Customer data has gained a new relevance in recent years. The collection of this data through various customer touchpoints is an essential method to create an accurate and reliable customer profile that can be used to establish efficient, effective customer-brand relationships. Customer are demanding to be the centre of the world of retail, and this can only be achieved through building correct profiles.
What does data collection mean?
Although not a new topic, there is a still an element of mystery surrounding data collection. This is understandable as it is a complex field. Furthermore, data collection cannot only relate to the collection of information, but rather than collection and measuring of information that has been collected.
This data collection also contains information from various sources. There are many forms of data collection through multiple touchpoints, such as customer loyalty cards and in-store questionnaires, but arguably the most efficient way of collecting customer data is through an online store or app, enabling the creation of a digital footprint.
Why is data collection important?
There are many advantages to collecting customer data correctly, and the importance of this customer data cannot be overstated.
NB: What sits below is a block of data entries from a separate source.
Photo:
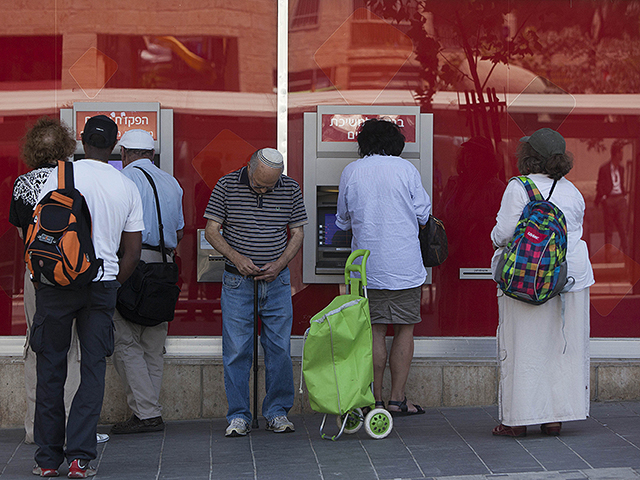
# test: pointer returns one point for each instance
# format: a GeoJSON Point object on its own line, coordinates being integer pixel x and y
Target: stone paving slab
{"type": "Point", "coordinates": [443, 444]}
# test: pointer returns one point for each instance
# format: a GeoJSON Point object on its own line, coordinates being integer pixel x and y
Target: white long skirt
{"type": "Point", "coordinates": [544, 367]}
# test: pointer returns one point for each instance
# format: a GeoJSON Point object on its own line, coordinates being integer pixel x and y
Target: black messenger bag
{"type": "Point", "coordinates": [149, 296]}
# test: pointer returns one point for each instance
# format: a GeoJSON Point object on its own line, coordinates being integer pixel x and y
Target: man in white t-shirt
{"type": "Point", "coordinates": [117, 223]}
{"type": "Point", "coordinates": [611, 193]}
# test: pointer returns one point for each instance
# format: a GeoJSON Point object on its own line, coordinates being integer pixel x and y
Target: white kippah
{"type": "Point", "coordinates": [270, 157]}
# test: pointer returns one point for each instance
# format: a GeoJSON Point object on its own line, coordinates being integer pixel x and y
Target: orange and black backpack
{"type": "Point", "coordinates": [58, 249]}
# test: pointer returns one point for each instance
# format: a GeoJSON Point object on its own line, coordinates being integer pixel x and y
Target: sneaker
{"type": "Point", "coordinates": [81, 469]}
{"type": "Point", "coordinates": [44, 472]}
{"type": "Point", "coordinates": [237, 428]}
{"type": "Point", "coordinates": [281, 424]}
{"type": "Point", "coordinates": [135, 425]}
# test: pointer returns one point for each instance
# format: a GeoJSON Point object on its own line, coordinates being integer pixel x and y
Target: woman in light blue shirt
{"type": "Point", "coordinates": [382, 201]}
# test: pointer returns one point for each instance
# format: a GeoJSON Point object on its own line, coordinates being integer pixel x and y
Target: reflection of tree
{"type": "Point", "coordinates": [448, 34]}
{"type": "Point", "coordinates": [469, 205]}
{"type": "Point", "coordinates": [596, 49]}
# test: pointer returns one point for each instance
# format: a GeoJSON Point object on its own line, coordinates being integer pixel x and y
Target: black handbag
{"type": "Point", "coordinates": [433, 242]}
{"type": "Point", "coordinates": [149, 296]}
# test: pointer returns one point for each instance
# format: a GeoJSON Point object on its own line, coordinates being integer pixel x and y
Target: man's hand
{"type": "Point", "coordinates": [244, 264]}
{"type": "Point", "coordinates": [269, 272]}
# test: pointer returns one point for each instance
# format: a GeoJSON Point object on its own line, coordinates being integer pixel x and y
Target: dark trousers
{"type": "Point", "coordinates": [93, 308]}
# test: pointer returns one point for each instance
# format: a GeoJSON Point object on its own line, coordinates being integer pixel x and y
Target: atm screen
{"type": "Point", "coordinates": [333, 236]}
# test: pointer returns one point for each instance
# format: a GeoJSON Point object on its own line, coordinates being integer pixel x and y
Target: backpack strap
{"type": "Point", "coordinates": [65, 175]}
{"type": "Point", "coordinates": [555, 182]}
{"type": "Point", "coordinates": [531, 188]}
{"type": "Point", "coordinates": [160, 226]}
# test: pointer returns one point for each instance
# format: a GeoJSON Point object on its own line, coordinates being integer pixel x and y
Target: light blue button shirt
{"type": "Point", "coordinates": [170, 194]}
{"type": "Point", "coordinates": [383, 202]}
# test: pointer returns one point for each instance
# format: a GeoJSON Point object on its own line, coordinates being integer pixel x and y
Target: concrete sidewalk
{"type": "Point", "coordinates": [445, 443]}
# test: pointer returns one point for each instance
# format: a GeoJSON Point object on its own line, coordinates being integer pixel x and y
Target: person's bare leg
{"type": "Point", "coordinates": [379, 358]}
{"type": "Point", "coordinates": [400, 359]}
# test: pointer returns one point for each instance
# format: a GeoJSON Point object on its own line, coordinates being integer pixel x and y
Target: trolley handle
{"type": "Point", "coordinates": [361, 269]}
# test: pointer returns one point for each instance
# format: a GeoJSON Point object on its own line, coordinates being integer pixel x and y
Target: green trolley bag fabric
{"type": "Point", "coordinates": [338, 356]}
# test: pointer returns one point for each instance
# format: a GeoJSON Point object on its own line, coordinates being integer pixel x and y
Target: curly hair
{"type": "Point", "coordinates": [381, 137]}
{"type": "Point", "coordinates": [46, 142]}
{"type": "Point", "coordinates": [555, 167]}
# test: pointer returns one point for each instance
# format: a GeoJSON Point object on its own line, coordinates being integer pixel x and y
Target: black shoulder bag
{"type": "Point", "coordinates": [433, 243]}
{"type": "Point", "coordinates": [149, 296]}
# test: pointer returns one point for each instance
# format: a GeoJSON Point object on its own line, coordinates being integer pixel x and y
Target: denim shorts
{"type": "Point", "coordinates": [400, 307]}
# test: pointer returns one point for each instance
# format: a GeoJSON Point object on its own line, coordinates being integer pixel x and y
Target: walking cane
{"type": "Point", "coordinates": [254, 424]}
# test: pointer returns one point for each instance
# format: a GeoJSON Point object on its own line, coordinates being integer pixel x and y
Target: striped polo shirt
{"type": "Point", "coordinates": [253, 224]}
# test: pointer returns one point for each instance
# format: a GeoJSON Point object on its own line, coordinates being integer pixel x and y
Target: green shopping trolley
{"type": "Point", "coordinates": [337, 359]}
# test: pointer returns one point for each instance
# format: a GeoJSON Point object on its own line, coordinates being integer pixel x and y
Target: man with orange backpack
{"type": "Point", "coordinates": [116, 223]}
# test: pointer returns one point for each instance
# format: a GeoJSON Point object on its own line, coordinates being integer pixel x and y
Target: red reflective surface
{"type": "Point", "coordinates": [565, 65]}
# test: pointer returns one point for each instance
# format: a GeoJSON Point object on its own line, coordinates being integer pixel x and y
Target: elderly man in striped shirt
{"type": "Point", "coordinates": [248, 217]}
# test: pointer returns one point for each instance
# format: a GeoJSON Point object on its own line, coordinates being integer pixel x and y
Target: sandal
{"type": "Point", "coordinates": [404, 409]}
{"type": "Point", "coordinates": [506, 431]}
{"type": "Point", "coordinates": [379, 404]}
{"type": "Point", "coordinates": [551, 429]}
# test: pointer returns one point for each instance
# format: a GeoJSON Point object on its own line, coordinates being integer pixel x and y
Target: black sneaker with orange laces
{"type": "Point", "coordinates": [80, 468]}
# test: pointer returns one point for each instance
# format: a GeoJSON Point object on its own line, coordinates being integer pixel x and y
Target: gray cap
{"type": "Point", "coordinates": [546, 142]}
{"type": "Point", "coordinates": [270, 157]}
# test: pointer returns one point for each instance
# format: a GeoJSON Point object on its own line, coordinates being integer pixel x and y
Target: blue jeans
{"type": "Point", "coordinates": [276, 313]}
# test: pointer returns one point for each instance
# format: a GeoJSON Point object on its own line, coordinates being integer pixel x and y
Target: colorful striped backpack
{"type": "Point", "coordinates": [533, 267]}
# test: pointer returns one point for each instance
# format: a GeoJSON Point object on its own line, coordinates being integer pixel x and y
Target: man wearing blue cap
{"type": "Point", "coordinates": [138, 356]}
{"type": "Point", "coordinates": [255, 207]}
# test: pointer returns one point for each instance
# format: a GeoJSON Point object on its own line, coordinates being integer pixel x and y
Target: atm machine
{"type": "Point", "coordinates": [128, 116]}
{"type": "Point", "coordinates": [329, 145]}
{"type": "Point", "coordinates": [158, 122]}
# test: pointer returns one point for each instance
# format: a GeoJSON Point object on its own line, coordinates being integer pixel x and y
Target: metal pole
{"type": "Point", "coordinates": [254, 424]}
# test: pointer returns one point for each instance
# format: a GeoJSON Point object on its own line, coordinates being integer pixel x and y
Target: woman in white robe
{"type": "Point", "coordinates": [544, 359]}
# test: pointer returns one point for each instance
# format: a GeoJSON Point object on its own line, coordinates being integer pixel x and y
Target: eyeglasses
{"type": "Point", "coordinates": [259, 188]}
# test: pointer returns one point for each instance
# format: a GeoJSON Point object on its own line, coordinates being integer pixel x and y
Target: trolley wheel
{"type": "Point", "coordinates": [354, 421]}
{"type": "Point", "coordinates": [378, 423]}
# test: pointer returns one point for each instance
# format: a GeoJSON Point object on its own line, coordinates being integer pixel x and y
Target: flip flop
{"type": "Point", "coordinates": [404, 409]}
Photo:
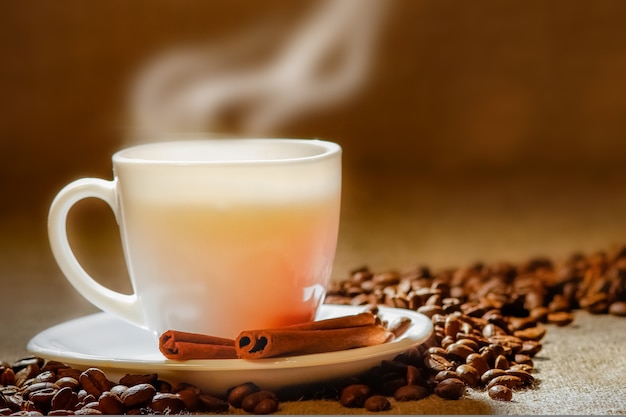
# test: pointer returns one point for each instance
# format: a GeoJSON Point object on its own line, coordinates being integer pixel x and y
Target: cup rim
{"type": "Point", "coordinates": [326, 149]}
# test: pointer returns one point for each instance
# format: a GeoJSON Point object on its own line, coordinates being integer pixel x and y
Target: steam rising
{"type": "Point", "coordinates": [325, 61]}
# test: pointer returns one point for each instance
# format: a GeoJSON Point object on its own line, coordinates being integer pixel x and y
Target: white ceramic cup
{"type": "Point", "coordinates": [219, 235]}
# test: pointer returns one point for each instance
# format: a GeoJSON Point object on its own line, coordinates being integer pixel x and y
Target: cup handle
{"type": "Point", "coordinates": [121, 305]}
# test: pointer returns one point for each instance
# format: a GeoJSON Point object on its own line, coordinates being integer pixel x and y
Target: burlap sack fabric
{"type": "Point", "coordinates": [581, 371]}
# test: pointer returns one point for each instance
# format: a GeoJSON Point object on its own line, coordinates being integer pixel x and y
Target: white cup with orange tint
{"type": "Point", "coordinates": [219, 235]}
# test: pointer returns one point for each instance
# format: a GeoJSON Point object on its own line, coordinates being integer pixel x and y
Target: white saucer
{"type": "Point", "coordinates": [103, 341]}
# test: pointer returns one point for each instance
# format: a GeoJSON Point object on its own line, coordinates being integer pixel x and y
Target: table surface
{"type": "Point", "coordinates": [392, 221]}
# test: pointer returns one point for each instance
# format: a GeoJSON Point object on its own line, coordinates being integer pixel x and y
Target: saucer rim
{"type": "Point", "coordinates": [419, 331]}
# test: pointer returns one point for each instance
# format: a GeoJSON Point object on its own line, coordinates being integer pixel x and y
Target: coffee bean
{"type": "Point", "coordinates": [500, 393]}
{"type": "Point", "coordinates": [137, 395]}
{"type": "Point", "coordinates": [468, 374]}
{"type": "Point", "coordinates": [166, 403]}
{"type": "Point", "coordinates": [618, 308]}
{"type": "Point", "coordinates": [354, 396]}
{"type": "Point", "coordinates": [238, 393]}
{"type": "Point", "coordinates": [450, 389]}
{"type": "Point", "coordinates": [191, 398]}
{"type": "Point", "coordinates": [110, 403]}
{"type": "Point", "coordinates": [67, 381]}
{"type": "Point", "coordinates": [212, 404]}
{"type": "Point", "coordinates": [377, 403]}
{"type": "Point", "coordinates": [250, 402]}
{"type": "Point", "coordinates": [95, 382]}
{"type": "Point", "coordinates": [437, 363]}
{"type": "Point", "coordinates": [410, 393]}
{"type": "Point", "coordinates": [64, 399]}
{"type": "Point", "coordinates": [507, 380]}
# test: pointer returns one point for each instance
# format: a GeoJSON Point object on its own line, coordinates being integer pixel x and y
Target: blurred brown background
{"type": "Point", "coordinates": [497, 122]}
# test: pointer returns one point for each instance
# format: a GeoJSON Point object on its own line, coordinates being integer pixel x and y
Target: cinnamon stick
{"type": "Point", "coordinates": [312, 337]}
{"type": "Point", "coordinates": [180, 345]}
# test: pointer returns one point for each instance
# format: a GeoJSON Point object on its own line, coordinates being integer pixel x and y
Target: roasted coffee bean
{"type": "Point", "coordinates": [618, 308]}
{"type": "Point", "coordinates": [69, 372]}
{"type": "Point", "coordinates": [68, 381]}
{"type": "Point", "coordinates": [95, 382]}
{"type": "Point", "coordinates": [521, 358]}
{"type": "Point", "coordinates": [445, 374]}
{"type": "Point", "coordinates": [45, 376]}
{"type": "Point", "coordinates": [64, 399]}
{"type": "Point", "coordinates": [491, 374]}
{"type": "Point", "coordinates": [7, 377]}
{"type": "Point", "coordinates": [469, 375]}
{"type": "Point", "coordinates": [26, 373]}
{"type": "Point", "coordinates": [413, 375]}
{"type": "Point", "coordinates": [500, 393]}
{"type": "Point", "coordinates": [410, 393]}
{"type": "Point", "coordinates": [137, 395]}
{"type": "Point", "coordinates": [27, 361]}
{"type": "Point", "coordinates": [252, 400]}
{"type": "Point", "coordinates": [110, 403]}
{"type": "Point", "coordinates": [510, 381]}
{"type": "Point", "coordinates": [354, 396]}
{"type": "Point", "coordinates": [532, 333]}
{"type": "Point", "coordinates": [118, 389]}
{"type": "Point", "coordinates": [437, 363]}
{"type": "Point", "coordinates": [450, 389]}
{"type": "Point", "coordinates": [501, 362]}
{"type": "Point", "coordinates": [162, 386]}
{"type": "Point", "coordinates": [238, 393]}
{"type": "Point", "coordinates": [166, 403]}
{"type": "Point", "coordinates": [478, 362]}
{"type": "Point", "coordinates": [377, 403]}
{"type": "Point", "coordinates": [212, 404]}
{"type": "Point", "coordinates": [524, 376]}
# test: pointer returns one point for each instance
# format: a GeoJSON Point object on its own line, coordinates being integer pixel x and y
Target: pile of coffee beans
{"type": "Point", "coordinates": [488, 322]}
{"type": "Point", "coordinates": [34, 387]}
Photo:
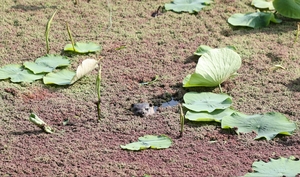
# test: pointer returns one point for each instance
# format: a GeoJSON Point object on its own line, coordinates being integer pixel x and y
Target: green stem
{"type": "Point", "coordinates": [98, 85]}
{"type": "Point", "coordinates": [110, 15]}
{"type": "Point", "coordinates": [70, 36]}
{"type": "Point", "coordinates": [181, 120]}
{"type": "Point", "coordinates": [48, 31]}
{"type": "Point", "coordinates": [220, 88]}
{"type": "Point", "coordinates": [297, 35]}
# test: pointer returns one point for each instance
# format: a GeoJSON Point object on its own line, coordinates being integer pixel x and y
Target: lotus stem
{"type": "Point", "coordinates": [70, 36]}
{"type": "Point", "coordinates": [98, 85]}
{"type": "Point", "coordinates": [47, 32]}
{"type": "Point", "coordinates": [220, 88]}
{"type": "Point", "coordinates": [110, 15]}
{"type": "Point", "coordinates": [181, 120]}
{"type": "Point", "coordinates": [297, 35]}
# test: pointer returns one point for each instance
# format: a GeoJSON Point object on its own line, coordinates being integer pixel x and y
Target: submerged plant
{"type": "Point", "coordinates": [40, 123]}
{"type": "Point", "coordinates": [149, 141]}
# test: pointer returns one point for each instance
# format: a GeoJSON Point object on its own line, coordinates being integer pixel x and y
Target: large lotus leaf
{"type": "Point", "coordinates": [264, 125]}
{"type": "Point", "coordinates": [288, 8]}
{"type": "Point", "coordinates": [83, 47]}
{"type": "Point", "coordinates": [206, 101]}
{"type": "Point", "coordinates": [253, 19]}
{"type": "Point", "coordinates": [149, 141]}
{"type": "Point", "coordinates": [216, 115]}
{"type": "Point", "coordinates": [214, 67]}
{"type": "Point", "coordinates": [47, 63]}
{"type": "Point", "coordinates": [263, 4]}
{"type": "Point", "coordinates": [276, 168]}
{"type": "Point", "coordinates": [190, 6]}
{"type": "Point", "coordinates": [63, 77]}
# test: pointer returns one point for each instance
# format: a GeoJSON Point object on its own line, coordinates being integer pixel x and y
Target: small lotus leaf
{"type": "Point", "coordinates": [190, 6]}
{"type": "Point", "coordinates": [264, 125]}
{"type": "Point", "coordinates": [25, 76]}
{"type": "Point", "coordinates": [62, 77]}
{"type": "Point", "coordinates": [263, 4]}
{"type": "Point", "coordinates": [287, 167]}
{"type": "Point", "coordinates": [253, 19]}
{"type": "Point", "coordinates": [216, 115]}
{"type": "Point", "coordinates": [206, 101]}
{"type": "Point", "coordinates": [84, 68]}
{"type": "Point", "coordinates": [149, 141]}
{"type": "Point", "coordinates": [47, 63]}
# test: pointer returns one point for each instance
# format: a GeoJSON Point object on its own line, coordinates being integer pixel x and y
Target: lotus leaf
{"type": "Point", "coordinates": [253, 19]}
{"type": "Point", "coordinates": [214, 67]}
{"type": "Point", "coordinates": [206, 101]}
{"type": "Point", "coordinates": [287, 167]}
{"type": "Point", "coordinates": [288, 8]}
{"type": "Point", "coordinates": [264, 125]}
Data collection and accurate data analysis is essential in improving the quality of customer experience, building customer loyalty, creating successful marketing strategies and great customer experience. All of these factors are key to attracting, engaging and retaining customers, and overall creating value for the business.
What is the process for collecting data?
As previously stated, the way to collect customer and buyer information can take many forms, from in-person interviews, to building digital profiles through analysing a customer’s digital journey.
Importantly, the different methods for collecting customer information also result in different types of data. There are also a variety of different stages of data collection, and once the data is collected it must be analysed.
What type of data to collect?
The primary types of data are qualitative and quantitative data, and there are key differences between these two.
Quantitative data is data that can be counted or measured in numerical values, for example, customer footfall throughout the day, or customer age.
Qualitative data is data which describes qualities or characteristics and is therefore much more difficult to analyse. It is collected using questionnaires, interviews, or observation, and frequently appears in narrative form.
Crucially, it is imperative to collect a mixture of qualitative and quantitative data. This is the most effective way to build accurate customer profiles, which enables the data collection to be of most use.
There are also four main sub-types of data:
- Basic or Identity Data – A type of quantitative data such as age.
- Engagement Data – Quantitative data of the interactions that form a client-company relationship.
- Behavioural Data – Quantitative data that provides information about a customer’s interaction with your business.
- Attitudinal Data – Qualitative data that contains information about customer feelings, motivations, and opinions toward a product, brand, or customer experience.
Data is key to attracting, engaging, and retaining customers and to building great customer experience. Through small steps and ensuring the right type of data is collect it is possible to build accurate customer profiles. These profiles are essential in all types of retail, but especially so in the DIY and home improvement sector as customer preferences change. To attract new customers, continue to engage them and market to them successfully it is essential to know what type of customer you are building a customer-brand relationship with.